There are many factors that go into the structure of a will. Most importantly, family makeup and your wishes for how your property is disbursed after your passing. Most individuals with a modest estate and who simply want their possessions to transfer to a spouse, children, friends, or charities can get by with a simple will. When people want to get into investments, forming trusts, and other complicated transactions where they want to typically provide for minor children on an ongoing basis then a more complex will may be necessary.
Most people can utilize a simple will and accomplish all their wishes.
If two or more people are interested in a will (typically a husband and wife or significant other/partner) the decision must be made whether those individuals want separate wills or joint will. Iowa allows joint wills, however, I strongly suggest separate wills. There are very good reasons that I suggest separate wills. I have included some information here to help you make an informed decision.
A joint will is a single will that’s signed by two people, usually a married couple, leaving all their assets to each other. Seems simple and sensible—but it’s almost always a bad idea.
The Idea of a Joint Will
Typically, a joint will provides that:
when one spouse dies, the survivor will inherit everything, and
when the second spouse dies, everything will go to the children.

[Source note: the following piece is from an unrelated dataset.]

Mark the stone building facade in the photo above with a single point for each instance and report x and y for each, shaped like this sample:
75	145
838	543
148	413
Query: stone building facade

Most joint wills also contain a provision stating that neither spouse can change or revoke the will alone—which means that the will can’t be changed after the first spouse dies. A conventional will is always revocable. But a joint will is really a binding legal contract, which cannot be revoked or changed after one spouse has died if the will includes a contractual provision. However, under the Uniform Probate Code, the execution of a joint will or mutual will does not create a presumption of a contract not to revoke the will. Still, it is better to avoid the possibility of confusion or even dispute when the time comes to probate your estate.
A joint will appears to fulfill many couples’ wishes and address some of their key concerns. First, as many couples want, it provides that the survivor will inherit all the property of the first spouse when they die. Second, it’s then assured that no matter what happens after that, the children will eventually inherit everything. For example, if the survivor remarried, the children wouldn’t have to worry that their inheritance would go to their new stepparent. Instead, because the terms of the joint will would be locked in, they would be guaranteed to inherit.
Joint Wills in Real Life: Potential Problems
Today, estate planning lawyers advise against joint wills, and they are rarely used. The reason is that making it impossible for the surviving spouse to change the terms of the will can turn out to be a very bad result. The survivor—who may live years or decades after the first spouse’s death—cannot react to changed life circumstances, and the family may suffer as a result.
For example, the survivor might not be able to:
Give an adult child some of his inheritance early—perhaps to buy a house or start a business
Help grandchildren with college expenses
Put restrictions on the money that will be inherited by a child who is financially irresponsible
Sell the family home and buy something smaller, or move into an assisted living facility
Sell or give away other assets covered by the will
There can also be estate tax complications if the estate is very large.
As you can see, the disadvantages of a joint will can be disastrous and most anything that people may want to accomplish with a joint will can be addressed better in separate wills. Please consider this information and discuss the pros and cons.